I am a full time Lyft driver, and I was wondering, what do you guys know about having a Business License through the Office of Finance in Los Angeles area?

Here's my experience... In 2009, I had a job as a private driver for a single client, and he told me to register myself as a business. My tax guy helped me set it up, and as long as I didn't make over 100k/year, it would be free...as long as I registered every year before February 28. I worked for my client for 6 years, and then started doing Uber. In 2015, I quit my client and just drove Uber full time, and then started doing Lyft instead in 2016.

But in summer of 2017, I received a letter from the Office of Finance stating that I never renewed my business license and never reported my earnings for 2016, and I was going to get brought to court if I didn't report to them right away and pay the late fees.

I went to the office in Van Nuys, and said that I had quit the job with my private client that I had in 2009 through 2015, and just drove for Lyft now (previously doing Uber). I also said that I didn't receive the blue postcard (I think it used to be green) in the mail in January 2017 (it must have gotten lost in the mail). They told me that as a Lyft Driver, I STILL HAVE TO RENEW BUSINESS LICENCE. And on top of that, I was in the wrong category. Instead, I had to be under "transporting persons for hire" or something.

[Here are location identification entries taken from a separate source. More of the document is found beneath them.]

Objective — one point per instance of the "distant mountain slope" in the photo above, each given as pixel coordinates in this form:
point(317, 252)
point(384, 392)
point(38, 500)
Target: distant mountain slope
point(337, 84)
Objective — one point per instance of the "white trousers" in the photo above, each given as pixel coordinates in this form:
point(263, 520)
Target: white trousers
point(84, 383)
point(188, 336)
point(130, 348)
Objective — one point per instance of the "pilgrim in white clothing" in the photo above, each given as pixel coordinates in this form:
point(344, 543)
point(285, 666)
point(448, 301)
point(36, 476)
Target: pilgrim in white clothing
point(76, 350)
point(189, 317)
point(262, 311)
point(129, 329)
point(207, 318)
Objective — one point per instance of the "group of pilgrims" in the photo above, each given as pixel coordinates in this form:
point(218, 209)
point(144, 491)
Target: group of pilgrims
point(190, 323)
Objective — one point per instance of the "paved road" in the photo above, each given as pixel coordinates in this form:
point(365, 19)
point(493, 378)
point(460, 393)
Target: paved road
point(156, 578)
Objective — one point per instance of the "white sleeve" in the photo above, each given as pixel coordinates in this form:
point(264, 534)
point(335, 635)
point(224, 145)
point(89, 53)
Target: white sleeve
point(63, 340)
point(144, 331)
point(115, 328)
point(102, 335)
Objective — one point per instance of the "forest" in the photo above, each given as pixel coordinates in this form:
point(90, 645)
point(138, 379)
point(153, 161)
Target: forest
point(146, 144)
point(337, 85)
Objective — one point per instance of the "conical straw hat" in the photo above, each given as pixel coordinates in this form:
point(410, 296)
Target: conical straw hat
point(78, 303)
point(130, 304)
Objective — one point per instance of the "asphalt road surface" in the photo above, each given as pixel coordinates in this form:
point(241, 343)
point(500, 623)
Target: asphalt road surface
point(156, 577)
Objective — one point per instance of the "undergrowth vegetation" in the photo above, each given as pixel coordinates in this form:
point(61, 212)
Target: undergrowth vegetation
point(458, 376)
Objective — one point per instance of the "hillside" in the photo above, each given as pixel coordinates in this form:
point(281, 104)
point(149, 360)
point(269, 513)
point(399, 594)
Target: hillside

AND HERE IS THE PART THAT PISSES ME OFF, and that I wanted to ask you guys about...

According to the new category I am in as a Lyft and/or Uber driver, the cost of the renewal is no longer free if I make under 100k. It is calculated by the number of days that I clock in for work per year. (It doesn't matter if I get one 10 minute ride, or if I work 12 hours...a day is a day). And each day I work, I am charged $1.06. So, since I like to work 7 days per week (varying hours on different days), I was charged almost $400 this year! (I don't remember what the office lady charged me last year...it was different because she gave me discounts on the late fees...because she was being nice to me.) But THIS YEAR, I had to pay $400 for my business license as a Lyft driver. 

My tax guy tells me this is all wrong, and I don't have to pay anything. He has never heard anything about the "$1.06 charge per day" thing that the Office is dinging me with.

How about you guys? Any experience with this? Am I getting screwed?


----------



## RamzFanz (Jan 31, 2015)

Welcome to Commiefornia.


----------